Beijing prepares new law on expropriation
Beijing (AsiaNews / Agencies) - The Chinese central government is ready to change the highly controversial law on the forced demolition of homes and the displacement of citizens, which over time has become a source of violent (and sometimes fatal) conflict among homeowners and real estate speculators often aided by police. This was announced by the Office of Legal Affairs of the State Council, the Chinese Cabinet, who met on 16 December to discuss the matter.
The civil servants are studying a draft law providing for new rules for the purchase of homes and the fees that the state must pay in compensation to the displaced. The draft should abolish the current law, introduced in July of 2001, which besides having gaping voids in legislation, has been defined (even by the state press) as "unfair to the people."

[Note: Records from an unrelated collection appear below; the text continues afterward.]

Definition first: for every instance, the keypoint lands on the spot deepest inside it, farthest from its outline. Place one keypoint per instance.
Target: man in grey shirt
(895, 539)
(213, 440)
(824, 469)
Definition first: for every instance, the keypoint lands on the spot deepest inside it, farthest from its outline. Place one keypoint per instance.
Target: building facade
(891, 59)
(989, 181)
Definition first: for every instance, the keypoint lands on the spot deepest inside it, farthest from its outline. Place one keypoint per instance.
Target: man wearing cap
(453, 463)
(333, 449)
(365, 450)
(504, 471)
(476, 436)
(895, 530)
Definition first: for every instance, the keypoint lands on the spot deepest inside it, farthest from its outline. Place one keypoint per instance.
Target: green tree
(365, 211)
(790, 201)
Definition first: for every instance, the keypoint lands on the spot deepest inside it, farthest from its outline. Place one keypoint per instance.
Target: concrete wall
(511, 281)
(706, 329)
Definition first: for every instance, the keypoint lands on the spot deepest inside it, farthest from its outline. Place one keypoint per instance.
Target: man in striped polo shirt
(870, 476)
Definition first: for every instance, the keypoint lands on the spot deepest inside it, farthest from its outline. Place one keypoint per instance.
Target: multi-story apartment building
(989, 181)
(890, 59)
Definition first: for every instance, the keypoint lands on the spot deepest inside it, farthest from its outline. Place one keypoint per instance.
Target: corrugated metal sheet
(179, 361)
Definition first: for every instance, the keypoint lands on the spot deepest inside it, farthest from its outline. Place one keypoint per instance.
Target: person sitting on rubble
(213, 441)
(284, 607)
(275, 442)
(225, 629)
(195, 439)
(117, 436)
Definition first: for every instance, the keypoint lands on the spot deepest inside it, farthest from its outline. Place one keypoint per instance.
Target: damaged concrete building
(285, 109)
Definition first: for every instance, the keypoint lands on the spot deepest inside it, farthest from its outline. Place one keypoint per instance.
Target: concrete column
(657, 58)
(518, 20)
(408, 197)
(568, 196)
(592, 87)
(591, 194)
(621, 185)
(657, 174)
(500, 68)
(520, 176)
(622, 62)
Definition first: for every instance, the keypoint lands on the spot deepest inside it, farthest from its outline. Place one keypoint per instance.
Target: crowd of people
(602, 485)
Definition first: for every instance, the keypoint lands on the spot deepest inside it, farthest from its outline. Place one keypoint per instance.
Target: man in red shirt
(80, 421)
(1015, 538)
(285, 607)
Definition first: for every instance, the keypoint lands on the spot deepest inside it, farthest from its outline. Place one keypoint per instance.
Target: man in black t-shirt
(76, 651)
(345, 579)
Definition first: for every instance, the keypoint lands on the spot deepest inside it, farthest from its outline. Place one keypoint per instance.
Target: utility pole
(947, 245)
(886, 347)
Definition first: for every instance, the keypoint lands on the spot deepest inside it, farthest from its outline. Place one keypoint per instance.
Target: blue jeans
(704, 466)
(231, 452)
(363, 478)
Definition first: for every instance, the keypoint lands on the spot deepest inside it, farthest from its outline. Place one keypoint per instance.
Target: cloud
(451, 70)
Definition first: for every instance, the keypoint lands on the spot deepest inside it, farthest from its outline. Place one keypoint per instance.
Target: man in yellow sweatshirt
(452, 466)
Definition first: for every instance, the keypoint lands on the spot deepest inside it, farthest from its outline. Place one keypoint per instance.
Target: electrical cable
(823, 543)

The Beijing news agency, Xinhua, has interviewed the deputy director of legal affairs Hao Fengtao who argues: "the draft regulation would usher in a profound shift in housing-demolition policy". Hao declined to give a timetable for the approval of the text, but stressed that this provides "compensation first before demolition begins ".
The text currently in force stipulates that local governments can decide at their discretion how much and when to pay, and this has increasingly created social tensions. Among other things, the explosion of the housing market and the major international events hosted by China have multiplied the number of forced expropriations.
The case of the Olympic Games held in Beijing in the summer of 2008 was sadly notorious. In order to build new stadiums and the Olympic Village, the local government evicted more than 1.5 million people, forcing them to move to rural or suburban districts of the capital. There were hundreds of violent clashes to protest against these injustices, and several who defended their home were sentenced to years in prison.The situation could be repeated at the 2010 Shanghai Expo and the Asian Games to be held the same year in Guangzhou. The capital of the rich southern province of Guangdong has already been the scene of violent clashes: in November, hundreds of police in riot gear destroyed homes, chased residents and cleared land. According to residents, "these things happen too often."